Contrato assegura ganho mensal fixo aos catadores

Ampliação no número de ecopontos é um dos investimentos previstos com a PPP
Ampliação no número de ecopontos é um dos investimentos previstos com a PPP - FOTO: Ney Sarmento/PMMC
Desde o início da pandemia e das medidas adotadas para garantir o isolamento social e reduzir a propagação do vírus, há cerca de três meses, os catadores que atuam no Programa Recicla Mogi, vinculados à Cooperativa Cata Sampa, têm um ganho fixo garantido pelo contrato assinado com a Prefeitura de Mogi das Cruzes.
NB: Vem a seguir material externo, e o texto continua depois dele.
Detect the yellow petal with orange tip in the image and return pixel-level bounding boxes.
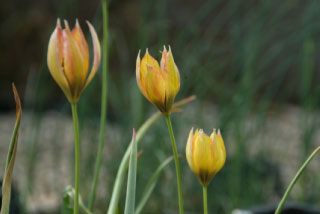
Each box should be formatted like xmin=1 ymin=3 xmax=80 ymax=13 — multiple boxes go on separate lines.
xmin=213 ymin=130 xmax=226 ymax=173
xmin=186 ymin=128 xmax=194 ymax=171
xmin=47 ymin=19 xmax=72 ymax=100
xmin=71 ymin=19 xmax=89 ymax=84
xmin=192 ymin=130 xmax=213 ymax=182
xmin=62 ymin=21 xmax=85 ymax=100
xmin=161 ymin=46 xmax=180 ymax=108
xmin=145 ymin=64 xmax=167 ymax=112
xmin=136 ymin=50 xmax=150 ymax=101
xmin=82 ymin=21 xmax=101 ymax=90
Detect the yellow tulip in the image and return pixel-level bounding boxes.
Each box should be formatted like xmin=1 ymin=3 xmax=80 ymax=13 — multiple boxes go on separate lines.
xmin=186 ymin=128 xmax=226 ymax=186
xmin=47 ymin=19 xmax=101 ymax=103
xmin=136 ymin=46 xmax=180 ymax=114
Essa é uma preocupação da Secretaria Municipal do Verde e Meio Ambiente e garante cerca de R$ 1,3 mil por mês aos 35 cooperados, mesmo com a suspensão temporária da separação de materiais na Usina de Triagem da Vila São Francisco - que atualmente passa por reforma.

"Nosso contrato com a Cata Sampa teve uma preocupação social desde o início e seguiu um modelo de parceria, que vem rendendo ótimos resultados, além de uma garantia de remuneração aos cooperados em um momento como este, que ninguém esperava que fosse acontecer um dia", explicou o secretário do Verde e Meio Ambiente, Daniel Teixeira de Lima.

Com a Usina de Triagem sem receber o material do programa Recicla Mogi desde o dia 21 de março, a coleta de lixo continua normalmente e os resíduos recicláveis devem ser incorporados ao lixo normal. Todo o material é enviado ao aterro sanitário de Jambeiro. Além disso, os ecopontos de Mogi das Cruzes (Jardim Armênia, Parque Olímpico e Jundiapeba) estão abertos para o recebimento de materiais recicláveis.

Os catadores da Cata Sampa foram deslocados para os ecopontos, onde trabalham usando máscaras e luvas. Além disso, todo o material é esterilizado com uma mistura de água sanitária dissolvida em água.